A most unfortunate caveat to using a Windows-based computer is program bloat. It goes by many names, free software, crapware, bloatware, pre-loads. It’s any software that either comes already installed on your machine when you buy it, or gets installed along with other programs. Most (all?) of the time, these are unwanted additions to your system that take up space, may intrude on browsers, and generally clutter up your start menu.
TechRepublic’s Michael Kassner sees these programs as a nuisance, and so do many others. He’s written up a little guide with some suggested programs to help with, as the article states, “getting rid of crapware.”
The easiest solution is to simply buy a bloat-free computer. More and more PC makers are offering systems with no trial or additional programs included outside the basic system programs. Alternatively, you can simply build your own system and not have to worry about it, though of course most of us rely on laptops these days – making self-build machines less of an option.
This approach only covers bloatware that comes with a pre-loaded on a system, and doesn’t account for programs bundled with other software (ever discovered the Ask Toolbar has been added to your browser? It came with another piece of software.). Vigilance is also required; when installing any piece of software, make sure to watch for the “would you like to also install _____?” Always uncheck the box.

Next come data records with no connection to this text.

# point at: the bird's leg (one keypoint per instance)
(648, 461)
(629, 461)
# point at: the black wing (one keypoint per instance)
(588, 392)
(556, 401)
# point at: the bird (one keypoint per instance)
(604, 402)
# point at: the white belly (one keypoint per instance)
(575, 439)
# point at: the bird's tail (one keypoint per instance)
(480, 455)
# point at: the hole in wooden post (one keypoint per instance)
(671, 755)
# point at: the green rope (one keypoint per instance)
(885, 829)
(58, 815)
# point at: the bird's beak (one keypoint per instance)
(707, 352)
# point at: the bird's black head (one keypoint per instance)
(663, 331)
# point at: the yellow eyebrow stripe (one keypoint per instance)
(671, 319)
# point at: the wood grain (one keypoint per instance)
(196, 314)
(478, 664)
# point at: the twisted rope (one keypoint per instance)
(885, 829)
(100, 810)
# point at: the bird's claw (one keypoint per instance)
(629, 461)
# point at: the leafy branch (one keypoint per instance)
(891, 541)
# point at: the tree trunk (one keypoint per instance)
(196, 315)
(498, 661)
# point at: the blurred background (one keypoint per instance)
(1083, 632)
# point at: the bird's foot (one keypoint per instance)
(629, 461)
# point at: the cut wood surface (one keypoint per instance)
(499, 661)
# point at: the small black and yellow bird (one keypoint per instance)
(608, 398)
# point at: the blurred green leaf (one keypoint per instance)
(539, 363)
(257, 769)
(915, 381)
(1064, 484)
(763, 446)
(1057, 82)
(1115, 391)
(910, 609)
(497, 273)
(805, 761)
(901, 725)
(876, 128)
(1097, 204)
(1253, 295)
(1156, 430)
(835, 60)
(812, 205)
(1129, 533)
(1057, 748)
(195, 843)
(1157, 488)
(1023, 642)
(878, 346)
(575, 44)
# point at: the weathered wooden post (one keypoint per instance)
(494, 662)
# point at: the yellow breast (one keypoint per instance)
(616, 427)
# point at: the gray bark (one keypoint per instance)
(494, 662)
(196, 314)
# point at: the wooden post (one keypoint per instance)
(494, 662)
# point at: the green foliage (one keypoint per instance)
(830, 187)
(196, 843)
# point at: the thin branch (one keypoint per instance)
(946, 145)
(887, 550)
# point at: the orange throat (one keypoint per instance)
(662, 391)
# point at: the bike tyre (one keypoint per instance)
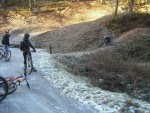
(12, 87)
(29, 66)
(9, 55)
(1, 53)
(5, 87)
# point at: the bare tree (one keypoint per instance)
(116, 8)
(30, 5)
(131, 5)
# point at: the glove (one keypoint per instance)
(34, 50)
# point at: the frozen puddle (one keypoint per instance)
(76, 87)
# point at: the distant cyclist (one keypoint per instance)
(106, 40)
(6, 43)
(25, 47)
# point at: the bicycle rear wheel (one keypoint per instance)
(3, 88)
(9, 55)
(12, 87)
(1, 53)
(29, 66)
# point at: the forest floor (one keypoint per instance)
(75, 29)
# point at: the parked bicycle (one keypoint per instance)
(29, 63)
(9, 85)
(3, 54)
(3, 88)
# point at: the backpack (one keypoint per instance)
(3, 40)
(22, 46)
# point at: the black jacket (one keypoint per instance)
(5, 39)
(25, 45)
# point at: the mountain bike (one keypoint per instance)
(29, 63)
(9, 85)
(13, 82)
(3, 88)
(3, 54)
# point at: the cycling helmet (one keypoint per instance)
(7, 31)
(26, 35)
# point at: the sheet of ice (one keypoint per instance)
(78, 88)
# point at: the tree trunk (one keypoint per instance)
(116, 8)
(30, 5)
(131, 5)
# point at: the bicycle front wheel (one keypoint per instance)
(1, 53)
(29, 66)
(9, 55)
(12, 87)
(3, 88)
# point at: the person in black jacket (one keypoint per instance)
(6, 43)
(25, 47)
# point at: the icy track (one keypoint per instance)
(78, 88)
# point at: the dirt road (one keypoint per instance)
(42, 97)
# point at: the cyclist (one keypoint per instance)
(25, 47)
(6, 43)
(106, 40)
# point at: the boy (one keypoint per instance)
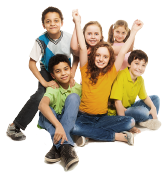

Kassner also suggests some free programs to help de-bloat your PC. Autoruns is a great tool to show what programs are set to start with your computer, as many bloatware do. And of course there is the aptly-named PC DeCrapifier, which scans your computer for all 3rd party software, and allows you to remove them. Finally there’s WinPatrol, which Kassner recommends highly due to its useful ability to reference what is bloatware and what isn’t from a large database.